Snow White or the Fall of the Berlin Wall” is primarily delightful by the way in which it revisits the myth. Here we are in the late 1980s, in a Parisian suburb high-rise which is part of a social housing complex pretentiously named:  “The Kingdom”. Elizabeth, a flight attendant in her forties, is singlehandedly bringing up her step-daughter, Blanche (Snow White), an impossible teenager typical of her age group.

The young girl lost her mother at birth and her father, a man truly made of thin air, disappeared in Russia when she was 6. He was suddenly hired to become a trapeze artist in a famous Moscow Circus. So Blanche stayed on with Elizabeth. At the time of this story she is fifteen, has a Gothic look, a Prince charming called Abdel, a yearning for independence and the Berlin Wall has yet to crumble.

Theater, film and music

In the version of Snow White by Métilde Weyergans and Samuel Hercule, the artistic directors of La Cordonnerie,  the house in the middle of the forest is a tent set up by the runaway teenager, Dopey, Grumpy and co are actually garden gnomes, and the poisoned fruit becomes a crate of candied apples sent by her distant father for her 16th Birthday, apples which she devours until she is sick to her stomach…And there is definitely a magic mirror: a real mirror, the bathroom mirror of the high-rise apartment, spouting sentences in its deep voice like an echoing chamber for the delusions of the step-mother and the step-daughter.

THE TALE PLAYS ITS ROLE TO PERFECTION, PUTTING FEARS, DELUSIONS AND FAMILY CONFLICTS AT A DISTANCE

This Snow White is also delightful by the way in which the tale is told.
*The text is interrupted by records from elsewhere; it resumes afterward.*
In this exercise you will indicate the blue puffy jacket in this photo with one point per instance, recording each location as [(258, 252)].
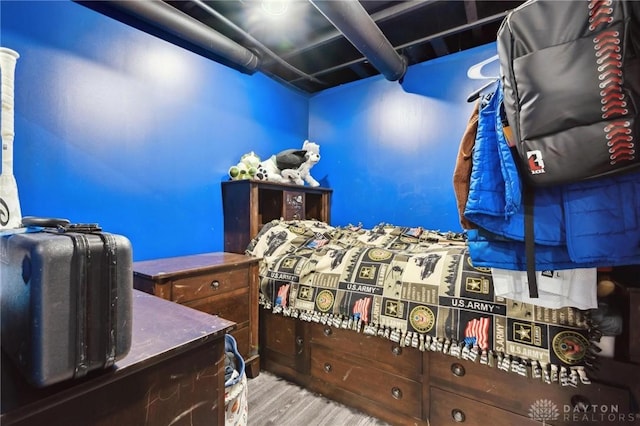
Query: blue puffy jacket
[(586, 224)]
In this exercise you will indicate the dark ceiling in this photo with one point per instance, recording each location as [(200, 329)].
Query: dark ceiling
[(297, 45)]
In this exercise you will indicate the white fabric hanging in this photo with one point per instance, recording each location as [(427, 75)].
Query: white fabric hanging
[(557, 289)]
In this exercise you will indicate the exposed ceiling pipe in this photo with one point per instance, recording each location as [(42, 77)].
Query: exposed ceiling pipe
[(179, 24), (352, 20), (248, 36), (429, 38)]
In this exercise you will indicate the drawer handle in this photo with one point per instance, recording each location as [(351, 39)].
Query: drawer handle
[(396, 350), (458, 369), (581, 403), (396, 393), (458, 415)]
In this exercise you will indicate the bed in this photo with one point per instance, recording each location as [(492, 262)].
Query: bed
[(418, 289)]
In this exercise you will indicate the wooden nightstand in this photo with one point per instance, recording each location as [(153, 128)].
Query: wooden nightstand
[(248, 205), (223, 284)]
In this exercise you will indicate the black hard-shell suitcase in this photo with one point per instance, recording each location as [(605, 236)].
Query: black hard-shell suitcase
[(66, 299)]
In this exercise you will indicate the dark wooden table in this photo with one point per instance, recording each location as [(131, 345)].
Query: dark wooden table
[(173, 375)]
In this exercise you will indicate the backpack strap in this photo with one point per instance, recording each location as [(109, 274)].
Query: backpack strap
[(529, 240)]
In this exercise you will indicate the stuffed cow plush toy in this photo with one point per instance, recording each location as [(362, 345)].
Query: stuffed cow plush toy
[(291, 165)]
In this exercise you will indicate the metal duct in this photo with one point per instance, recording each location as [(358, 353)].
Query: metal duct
[(353, 21), (179, 24)]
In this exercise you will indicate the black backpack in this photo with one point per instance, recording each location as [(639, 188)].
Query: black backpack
[(571, 79)]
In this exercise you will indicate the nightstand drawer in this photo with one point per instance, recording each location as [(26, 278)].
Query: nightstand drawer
[(232, 306), (450, 409), (205, 285), (389, 390)]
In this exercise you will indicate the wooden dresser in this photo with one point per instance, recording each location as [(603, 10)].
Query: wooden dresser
[(248, 205), (173, 374), (223, 284)]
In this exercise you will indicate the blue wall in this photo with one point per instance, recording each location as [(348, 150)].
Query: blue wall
[(393, 146), (121, 128), (118, 127)]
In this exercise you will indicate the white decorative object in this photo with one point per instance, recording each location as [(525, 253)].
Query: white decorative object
[(10, 215), (291, 165)]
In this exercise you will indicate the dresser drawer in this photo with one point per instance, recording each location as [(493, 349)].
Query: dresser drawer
[(518, 394), (386, 354), (447, 408), (232, 306), (210, 284), (392, 391)]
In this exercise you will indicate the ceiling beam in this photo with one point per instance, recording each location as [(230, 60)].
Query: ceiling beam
[(441, 34)]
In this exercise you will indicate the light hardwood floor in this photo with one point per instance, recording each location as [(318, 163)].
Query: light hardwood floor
[(276, 402)]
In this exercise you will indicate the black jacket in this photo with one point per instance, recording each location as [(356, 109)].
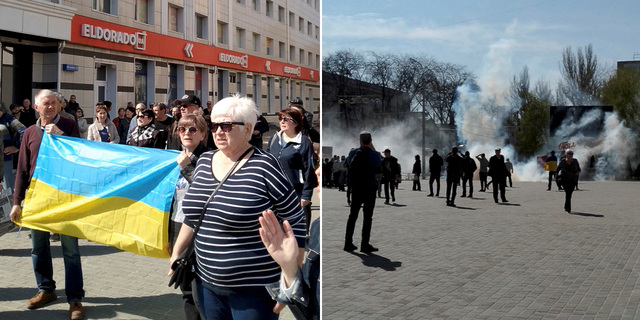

As with all their shows, La Cordonnerie joyfully mingles theater, film and music. The filmed images of Elizabeth and Blanche’s daily life are dubbed live on stage by Samuel Hercule and Métilde Weyergans along with the soundtrack effects. This mix between the home-spun craftsmanship of the theater and the animated image always manages to produce a form of poetry. Here, it is particularly successful, playing on an offbeat realism where the magical and the irrational infiltrate, as in life.

As a result, the tale plays its role to perfection, putting fears, delusions and family conflicts at a distance. This is the lesson so craftily formulated in this show: it’s always possible to make the Berlin Walls that rise up in all families crumble – and besides, aren’t all families, an ongoing reconstruction.